Window functions allow you to perform calculations across a "window" of rows without grouping them into separate rows, which is convenient for reporting and analytics.
Example:
SELECT name, salary, ROW_NUMBER() OVER (ORDER BY salary DESC) AS num, RANK() OVER (ORDER BY salary DESC) AS rank, DENSE_RANK() OVER (ORDER BY salary DESC) AS dense_rank FROM employees;
Table:
| name | salary |
|---|---|
| Vasya | 10000 |
| Petya | 10000 |
| Masha | 9000 |
Result:
| name | salary | num | rank | dense_rank |
|---|---|---|---|---|
| Vasya | 10000 | 1 | 1 | 1 |
| Petya | 10000 | 2 | 1 | 1 |
| Masha | 9000 | 3 | 3 | 2 |
Pitfalls:
If PARTITION BY is not specified in the window function, how will the ROW_NUMBER() row numbering be performed?

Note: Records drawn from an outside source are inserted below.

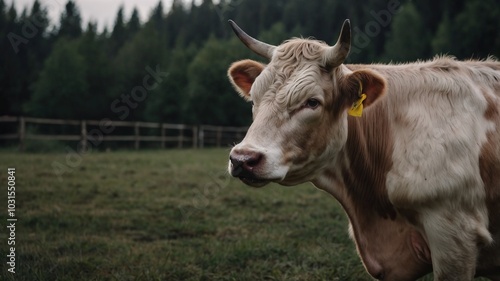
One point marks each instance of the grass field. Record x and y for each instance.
(167, 215)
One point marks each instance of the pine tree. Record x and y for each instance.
(70, 22)
(61, 90)
(403, 45)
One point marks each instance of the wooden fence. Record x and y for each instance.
(94, 132)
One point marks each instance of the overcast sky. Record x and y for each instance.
(104, 11)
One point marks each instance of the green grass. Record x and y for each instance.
(168, 215)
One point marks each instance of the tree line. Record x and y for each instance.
(172, 67)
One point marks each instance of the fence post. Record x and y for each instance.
(201, 137)
(181, 136)
(22, 132)
(195, 137)
(136, 135)
(83, 147)
(162, 133)
(219, 136)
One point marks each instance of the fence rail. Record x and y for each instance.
(178, 135)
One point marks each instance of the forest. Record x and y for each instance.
(172, 67)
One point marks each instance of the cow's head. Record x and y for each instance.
(300, 105)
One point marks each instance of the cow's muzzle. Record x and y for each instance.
(243, 165)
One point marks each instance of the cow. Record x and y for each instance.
(411, 151)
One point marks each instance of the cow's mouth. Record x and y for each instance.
(253, 181)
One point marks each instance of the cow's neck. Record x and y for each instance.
(357, 180)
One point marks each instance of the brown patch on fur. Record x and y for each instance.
(369, 150)
(372, 84)
(489, 160)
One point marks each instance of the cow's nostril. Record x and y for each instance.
(380, 276)
(244, 161)
(253, 160)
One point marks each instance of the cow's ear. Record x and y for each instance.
(364, 81)
(242, 75)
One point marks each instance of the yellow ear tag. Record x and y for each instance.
(357, 107)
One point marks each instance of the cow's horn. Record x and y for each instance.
(258, 47)
(336, 54)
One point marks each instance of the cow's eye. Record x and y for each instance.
(312, 103)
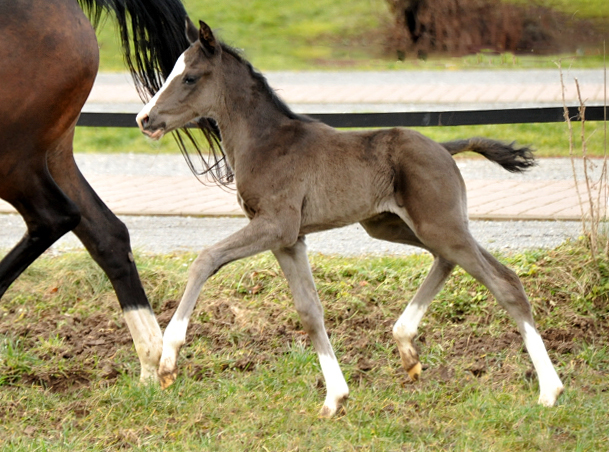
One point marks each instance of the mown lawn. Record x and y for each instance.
(322, 34)
(250, 381)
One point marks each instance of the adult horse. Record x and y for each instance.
(295, 176)
(48, 61)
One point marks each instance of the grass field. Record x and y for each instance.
(550, 140)
(250, 381)
(322, 34)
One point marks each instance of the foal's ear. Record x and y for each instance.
(207, 39)
(192, 32)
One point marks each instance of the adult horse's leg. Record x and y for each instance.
(295, 265)
(107, 240)
(260, 234)
(49, 60)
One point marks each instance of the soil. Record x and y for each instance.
(88, 353)
(460, 27)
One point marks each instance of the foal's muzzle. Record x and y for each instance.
(148, 129)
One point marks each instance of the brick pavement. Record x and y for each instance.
(488, 199)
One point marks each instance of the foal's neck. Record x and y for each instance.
(247, 113)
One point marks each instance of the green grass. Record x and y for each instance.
(323, 34)
(252, 382)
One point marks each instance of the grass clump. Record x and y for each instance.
(249, 379)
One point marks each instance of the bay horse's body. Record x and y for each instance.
(296, 176)
(48, 62)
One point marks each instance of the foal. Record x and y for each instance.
(295, 176)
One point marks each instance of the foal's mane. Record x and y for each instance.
(264, 85)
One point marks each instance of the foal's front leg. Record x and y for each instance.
(259, 235)
(295, 266)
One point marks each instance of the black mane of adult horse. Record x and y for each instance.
(48, 62)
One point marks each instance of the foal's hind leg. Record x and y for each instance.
(505, 285)
(48, 214)
(390, 227)
(295, 266)
(459, 246)
(107, 240)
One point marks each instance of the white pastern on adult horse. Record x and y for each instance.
(399, 185)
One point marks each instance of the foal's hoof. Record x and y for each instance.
(415, 371)
(167, 378)
(327, 412)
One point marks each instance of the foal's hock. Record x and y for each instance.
(295, 176)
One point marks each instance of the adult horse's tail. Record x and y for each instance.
(153, 37)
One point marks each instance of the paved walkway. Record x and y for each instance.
(497, 199)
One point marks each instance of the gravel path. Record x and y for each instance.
(169, 234)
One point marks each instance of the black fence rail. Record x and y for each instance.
(405, 119)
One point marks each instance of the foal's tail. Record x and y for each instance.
(513, 159)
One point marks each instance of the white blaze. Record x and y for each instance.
(176, 72)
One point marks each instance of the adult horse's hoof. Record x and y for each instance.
(415, 371)
(549, 398)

Answer: The entire data set will be considered as a single partition. That is, the numbering will be continuous across all rows, without regard to any groupings.
Example:
SELECT *, ROW_NUMBER() OVER (ORDER BY salary DESC) FROM employees; -- All employees will receive a unique number starting from 1 without splitting by departments
Story #1
In the BI report, PARTITION BY was forgotten by department. All employees of the company received consecutive continuous numbering, while the task was to identify the best within each department. As a result, an incorrect TOP-N of employees by departments was produced.
Story #2
The developer chose RANK() instead of ROW_NUMBER() to determine the "best" of the group — but with the same indicators, identical numbers were assigned, resulting in implicit duplicates of leaders in the analytics.
Story #3
When using DENSE_RANK(), it was not taken into account that it prohibits gaps in ranks, which distorted the report on the number of "unique" significant positions when analyzing sales. Business logic control revealed an error in rank distribution.